Le Conseil supérieur de la radio-télévision de Turquie (RTUK) lance une série de procédures en accusant les chaînes indépendantes d’avoir diffusé des discours « humiliant » la nation au moment des élections. Par Nicolas Bourcier dans Le Monde du 1 juin 2023.
L’étau se resserre encore sur les médias turcs. Trois jours à peine après la victoire, au second tour, du président sortant Recep Tayyip Erdogan, le Conseil supérieur de la radio-télévision de Turquie (RTUK) a ouvert, mercredi 31 mai, une enquête sur plusieurs chaînes de télévision indépendantes et critiques du pouvoir en place.
Chargé de la surveillance des contenus audiovisuels diffusés par les chaînes, le RTUK, par la voix de son président, Ebubekir Sahin, a annoncé avoir lancé cette procédure en raison de la couverture des élections, « à la suite de nombreuses plaintes de téléspectateurs ». Son communiqué précise : « Au moment du dépouillement des urnes et de l’annonce des résultats, les chaînes Halk TV, Tele-1, KRT, TV5, Flash Haber et SZC TV ont diffusé des discours humiliant le public, fourmillant d’insultes et d’attaques, tentant ainsi d’humilier notre nation bien-aimée. »
Cible principale de l’autorité de surveillance, Cigdem Toker, l’une des journalistes de Fox TV, citée nommément dans le communiqué, est accusée de ne pas « respecter la volonté nationale, la démocratie, les résultats des élections ». L’objet d’un tel courroux ? Une phrase prononcée lors de la soirée électorale, le 28 mai, sur le plateau de la chaîne et dans laquelle cette ancienne rédactrice au quotidien nationaliste d’opposition Sözcü, réputée pour son expertise et son sérieux, disait : « La démocratie ne se limite pas aux seules urnes. »
Dans sa réponse publiée sur le site d’information T24, la journaliste rappelle qu’il y a vingt-cinq ans, alors qu’il était maire d’Istanbul, Recep Tayyip Erdogan avait lui-même souligné qu’en Turquie « la démocratie se transforme progressivement en une méthode électorale ». Et d’ajouter que Devlet Bahçeli, le leader ultranationaliste du Parti d’action nationaliste (MHP), l’allié du président, avait lui aussi affirmé : « La démocratie, ce n’est pas que les urnes.

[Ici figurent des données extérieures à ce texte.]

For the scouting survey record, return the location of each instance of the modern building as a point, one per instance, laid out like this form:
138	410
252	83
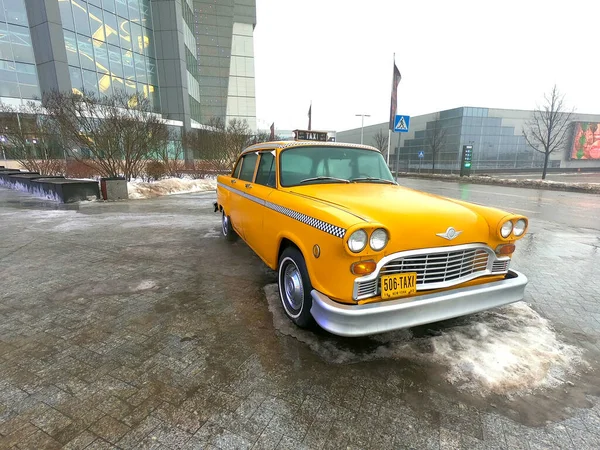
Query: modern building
495	134
193	59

C’est vrai. »
« L’extinction des médias récalcitrants »
D’autres réactions ont émaillé la journée. Au sein même de l’instance, Ilhan Tasçi, représentant du Parti républicain du peuple (CHP, opposition) dans le Conseil, a critiqué la précipitation avec laquelle la procédure a été lancée. « Faire une telle annonce avant même que le Conseil suprême [organe décisionnel du RTUK] se réunisse est une usurpation de pouvoir. Il est évident que vous avez déjà pris votre décision ! Donnez-vous donc aussi la peine de déclarer les sentences », a-t-il cinglé.
« Il semble que des jours sombres pour le journalisme en Turquie soient à venir, s’inquiète Erol Onderoglu, représentant de Reporters sans frontières, joint par téléphone. Nous craignons que cette enquête ne soit le signe avant-coureur d’une répression plus audacieuse, notamment après la réélection de Recep Tayyip Erdogan et sa reconnaissance sur le plan diplomatique, malgré une campagne électorale inéquitable. Elle démontre que cette campagne de répression ne se limite pas aux élections, mais cible l’extinction des médias récalcitrants dans le pays. »
L’initiative du RTUK s’inscrit dans la droite ligne des nombreuses sanctions et restrictions imposées aux médias turcs depuis une dizaine d’années. Leur marge de manœuvre s’est rétrécie dans un contexte où près de 85 % des médias nationaux sont aux mains de dirigeants liés au pouvoir. On ne compte plus les procédures contre les journalistes qui dérangent.
En février, deux semaines après le tremblement de terre, le RTUK avait imposé des suspensions de diffusion et des amendes à Halk TV, Tele-1 et Fox TV pour leur couverture de la catastrophe. En août, la même instance avait condamné plusieurs chaînes à des pénalités financières pour manquement aux règles éthiques. Fox TV avait été sanctionnée parce que l’un de ses journalistes avait qualifié de « cauchemar » les incendies qui ravageaient plusieurs provinces du pays. Le RTUK avait enjoint aux chaînes de ne pas « semer le chaos et la panique parmi la population ». La même Fox TV est la chaîne qui a réalisé une des meilleures audiences de la soirée électorale de dimanche.